What is Growth Hacking? (Part 1)
What is Growth Hacking?
Growth Hacker, first defined by Sean Ellis in 2010, is “a person whose true north is growth”. They are extremely skilled at experimenting with and prioritizing marketing approaches for their clients. They also religiously analyze their results to see which tactics were the most successful and should be scaled out further. Frankly, if a marketer doesn’t define themselves as a growth hacker in today’s day and age, they are probably significantly behind on the new terminology, practices, and strategy leading today’s marketing world.

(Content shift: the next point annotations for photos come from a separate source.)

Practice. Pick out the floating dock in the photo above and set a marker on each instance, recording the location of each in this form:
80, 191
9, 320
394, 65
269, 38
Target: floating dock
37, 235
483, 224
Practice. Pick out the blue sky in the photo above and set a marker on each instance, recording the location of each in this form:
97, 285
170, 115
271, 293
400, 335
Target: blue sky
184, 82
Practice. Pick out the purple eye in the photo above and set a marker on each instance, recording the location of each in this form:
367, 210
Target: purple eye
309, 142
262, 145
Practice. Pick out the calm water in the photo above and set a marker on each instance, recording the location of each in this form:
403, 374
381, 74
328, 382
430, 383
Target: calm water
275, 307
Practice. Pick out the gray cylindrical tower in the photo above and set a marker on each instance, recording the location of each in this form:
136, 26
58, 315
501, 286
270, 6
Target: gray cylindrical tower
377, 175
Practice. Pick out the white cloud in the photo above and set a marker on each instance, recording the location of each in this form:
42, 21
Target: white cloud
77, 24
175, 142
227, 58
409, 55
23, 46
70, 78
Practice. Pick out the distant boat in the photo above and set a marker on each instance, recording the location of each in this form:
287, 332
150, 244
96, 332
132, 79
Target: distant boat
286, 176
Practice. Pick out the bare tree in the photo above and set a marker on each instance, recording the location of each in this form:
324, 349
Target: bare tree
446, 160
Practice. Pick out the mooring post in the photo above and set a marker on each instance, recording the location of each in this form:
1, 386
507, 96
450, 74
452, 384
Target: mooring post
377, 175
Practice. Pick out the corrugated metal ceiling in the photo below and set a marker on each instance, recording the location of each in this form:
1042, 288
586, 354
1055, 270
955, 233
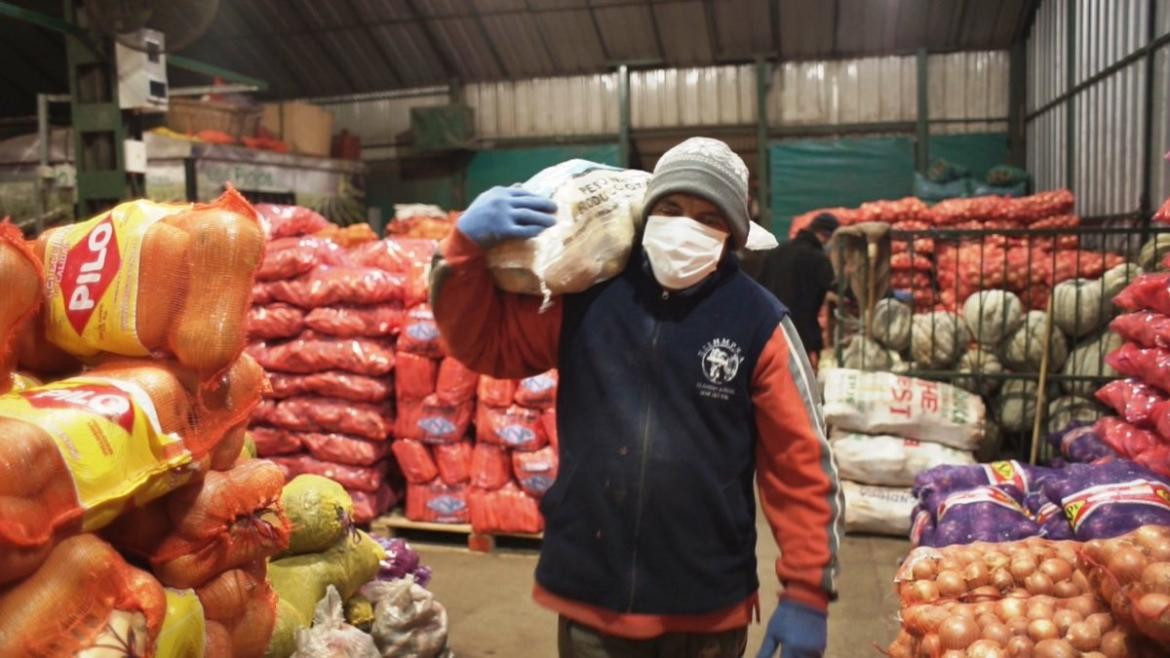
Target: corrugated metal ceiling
307, 48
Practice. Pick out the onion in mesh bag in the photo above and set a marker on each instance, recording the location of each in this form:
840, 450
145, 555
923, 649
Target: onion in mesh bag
978, 360
892, 323
936, 338
991, 315
1024, 348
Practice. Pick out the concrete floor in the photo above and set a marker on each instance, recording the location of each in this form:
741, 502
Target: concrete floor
493, 615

Who Benefits From Growth Hacking?
Growth hacking, as I’m sure you can guess, benefits all marketing clients – regardless of size or budget. However, some of the biggest benefits of growth hacking go to startup companies. Why? Traditional marketing tactics can be very expensive – buying media, spending loads of money on development and creative – all without very much guidance from clients. It was a very expensive trial and error model that startups simply couldn’t afford to take part in. Growth hacking enables smaller companies to take the time to really find out where their customers are and what they respond to without emptying out their wallets.
How to Find a Growth Hacking Agency
When searching for a growth hacking agency, look for these three categories:
- Budget True growth hackers are not concerned with how much money is going back in to their pockets at the end of the day. People who are truly gifted growth hackers are passionately about the process and driven by the challenge of finding the best solutions for your company – regardless of how much return it gives them.
- Timetable Growth hacking is experimentation and experimentation, when done correctly, can take a lot of time. If you approach an agency and they promise to get you in and out in a month with X% increase in your sales, they are not adequately utilizing growth hacking techniques and we suggest you keep looking.
- Communication Because the process of growth hacking can take a long time, it’s crucial that you partner with a company that has excellent communication skills. While there’s no need to check in daily, you should request weekly or biweekly updates on what the agency has tried and the results from those experiments. In addition to knowing that your hard earned money is being well spent, the findings from the less than successful experiments may give you some insight into other aspects of your company.